L’intelligence artificielle (IA), qui vise à imiter les fonctions cognitives humaines, apporte un changement de paradigme aux soins de santé. Elle est alimentée par la disponibilité croissante des données en santé ainsi que par les progrès rapides des techniques d'analyse.

L'IA peut être appliquée à divers types de soins de santé à travers des données (structurées et non structurées). Les techniques les plus populaires incluent, pour les données structurées, des méthodes d'apprentissage automatique telles que la machine à vecteurs de support classique et neurale réseau et, pour les données non structurées, l'apprentissage moderne en profondeur ainsi que le traitement du langage naturel (1).

Avant que les systèmes d’IA puissent être mis en application dans les soins de santé, ils doivent être « entraînés » grâce à des données générées par des activités cliniques, telles que le dépistage, le diagnostic, l’affectation du traitement et ainsi de suite, de sorte qu'ils

puissent apprendre à regrouper des sujets similaires et à effectuer des associations entre les caractéristiques de la matière et les résultats d'intérêt.
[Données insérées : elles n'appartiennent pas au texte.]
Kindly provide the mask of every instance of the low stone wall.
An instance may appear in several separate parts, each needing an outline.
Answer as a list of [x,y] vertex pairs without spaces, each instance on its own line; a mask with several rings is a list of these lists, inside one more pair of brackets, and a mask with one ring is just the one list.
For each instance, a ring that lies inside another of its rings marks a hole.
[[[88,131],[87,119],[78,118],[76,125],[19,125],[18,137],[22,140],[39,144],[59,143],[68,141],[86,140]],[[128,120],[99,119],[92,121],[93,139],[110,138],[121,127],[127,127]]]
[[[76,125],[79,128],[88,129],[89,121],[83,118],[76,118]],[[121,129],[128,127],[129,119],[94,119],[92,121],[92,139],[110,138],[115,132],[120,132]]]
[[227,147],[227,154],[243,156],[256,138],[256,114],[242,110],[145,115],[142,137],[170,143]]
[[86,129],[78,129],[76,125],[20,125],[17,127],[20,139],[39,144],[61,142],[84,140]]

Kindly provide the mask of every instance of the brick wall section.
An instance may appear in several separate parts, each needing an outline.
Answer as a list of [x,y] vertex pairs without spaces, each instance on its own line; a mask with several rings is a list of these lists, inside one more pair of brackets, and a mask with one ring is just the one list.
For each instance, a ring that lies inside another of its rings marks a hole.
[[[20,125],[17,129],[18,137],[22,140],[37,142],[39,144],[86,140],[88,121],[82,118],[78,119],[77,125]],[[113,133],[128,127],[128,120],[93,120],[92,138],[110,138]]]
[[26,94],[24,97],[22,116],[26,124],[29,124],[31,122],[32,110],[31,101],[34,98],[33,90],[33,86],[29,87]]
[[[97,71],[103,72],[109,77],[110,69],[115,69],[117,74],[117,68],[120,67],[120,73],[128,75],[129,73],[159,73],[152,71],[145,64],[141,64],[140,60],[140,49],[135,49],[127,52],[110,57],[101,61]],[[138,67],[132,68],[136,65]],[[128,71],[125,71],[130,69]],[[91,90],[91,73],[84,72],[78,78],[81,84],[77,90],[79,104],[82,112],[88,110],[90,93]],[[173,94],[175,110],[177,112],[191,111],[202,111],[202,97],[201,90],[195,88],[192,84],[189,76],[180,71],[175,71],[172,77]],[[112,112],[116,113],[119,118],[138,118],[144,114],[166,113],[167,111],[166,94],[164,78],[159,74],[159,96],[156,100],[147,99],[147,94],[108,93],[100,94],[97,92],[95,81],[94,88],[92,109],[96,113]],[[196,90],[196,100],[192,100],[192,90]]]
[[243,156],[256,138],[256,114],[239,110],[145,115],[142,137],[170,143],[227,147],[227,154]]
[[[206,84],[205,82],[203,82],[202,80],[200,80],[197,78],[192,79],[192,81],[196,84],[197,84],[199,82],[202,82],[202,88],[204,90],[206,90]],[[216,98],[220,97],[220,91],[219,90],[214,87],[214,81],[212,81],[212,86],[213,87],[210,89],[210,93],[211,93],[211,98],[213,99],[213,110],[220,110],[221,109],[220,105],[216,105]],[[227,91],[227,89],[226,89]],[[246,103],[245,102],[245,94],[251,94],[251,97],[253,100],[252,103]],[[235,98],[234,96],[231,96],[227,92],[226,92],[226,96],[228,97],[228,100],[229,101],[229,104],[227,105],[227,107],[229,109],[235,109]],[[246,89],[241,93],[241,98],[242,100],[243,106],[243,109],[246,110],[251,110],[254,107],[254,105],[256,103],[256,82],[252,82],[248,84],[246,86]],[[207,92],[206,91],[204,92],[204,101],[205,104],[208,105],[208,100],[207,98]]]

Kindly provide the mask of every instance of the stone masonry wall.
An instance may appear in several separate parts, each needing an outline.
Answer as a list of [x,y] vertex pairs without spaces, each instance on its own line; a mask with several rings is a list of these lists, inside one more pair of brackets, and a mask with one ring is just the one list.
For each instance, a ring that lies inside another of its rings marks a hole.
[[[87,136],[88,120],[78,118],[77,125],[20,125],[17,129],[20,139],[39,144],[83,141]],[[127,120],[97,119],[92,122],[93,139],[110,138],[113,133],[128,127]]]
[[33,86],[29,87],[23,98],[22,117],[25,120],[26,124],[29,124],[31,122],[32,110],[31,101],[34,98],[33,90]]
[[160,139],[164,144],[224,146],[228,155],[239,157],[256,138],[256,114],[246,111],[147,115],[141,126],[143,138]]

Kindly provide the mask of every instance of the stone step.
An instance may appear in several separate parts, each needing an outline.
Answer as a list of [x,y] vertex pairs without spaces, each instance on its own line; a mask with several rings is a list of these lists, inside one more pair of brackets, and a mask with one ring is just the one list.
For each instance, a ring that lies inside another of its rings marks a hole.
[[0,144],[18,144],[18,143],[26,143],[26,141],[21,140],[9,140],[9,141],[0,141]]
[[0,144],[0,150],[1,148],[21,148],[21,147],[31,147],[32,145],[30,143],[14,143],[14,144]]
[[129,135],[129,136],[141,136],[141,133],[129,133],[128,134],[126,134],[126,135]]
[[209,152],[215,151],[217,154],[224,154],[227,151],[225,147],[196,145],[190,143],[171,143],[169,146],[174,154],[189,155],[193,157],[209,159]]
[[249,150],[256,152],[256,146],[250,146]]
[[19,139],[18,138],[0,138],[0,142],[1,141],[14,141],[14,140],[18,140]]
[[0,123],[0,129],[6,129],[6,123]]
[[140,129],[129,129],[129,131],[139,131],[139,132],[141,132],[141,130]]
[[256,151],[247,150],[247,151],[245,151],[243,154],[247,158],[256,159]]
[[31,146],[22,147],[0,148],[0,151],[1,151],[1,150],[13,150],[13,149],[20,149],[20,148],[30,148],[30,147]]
Ces données cliniques existent souvent sous forme de données démographiques, de notes médicales, d’enregistrements électroniques, de dispositifs médicaux et de dossiers cliniques (2).

Les outils d’IA forment principalement deux grandes catégories. La première comprend les techniques d'apprentissage automatique (Machine Learning; ML), qui analysent des données structurées telles que des données d'imagerie, de génétiques et d'électrophysiologie. Dans les applications médicales, les procédures ML tentent de regrouper les traits des patients ou de déduire la probabilité du pronostic de la maladie (3).

La deuxième catégorie comprend les méthodes de traitement du langage (Natural Language Processing; NLP), qui extraient des informations à partir de données non structurées telles que des notes cliniques ou des revues médicales afin de les compléter et d’enrichir des données médicales structurées (4).

Toutefois, aussi puissantes que puissent être les techniques d’IA, elles doivent être motivées par des problématiques cliniques et être appliquées à celles-ci dans le but d’apporter un soutien à leur pratique.

Par exemple, en neurologie, Bouton et al. ont développé un système d’IA ayant pour objectif de rétablir le contrôle du mouvement chez les patients atteints de quadriplégie (5). D’autre part, Farina et al. ont testé la puissance d’une interface homme/machine hors ligne utilisant les moments de décharge des motoneurones spinaux (neurones responsables du mouvement et qui se situent dans la moelle épinière) pour contrôler les prothèses du membre supérieur (6).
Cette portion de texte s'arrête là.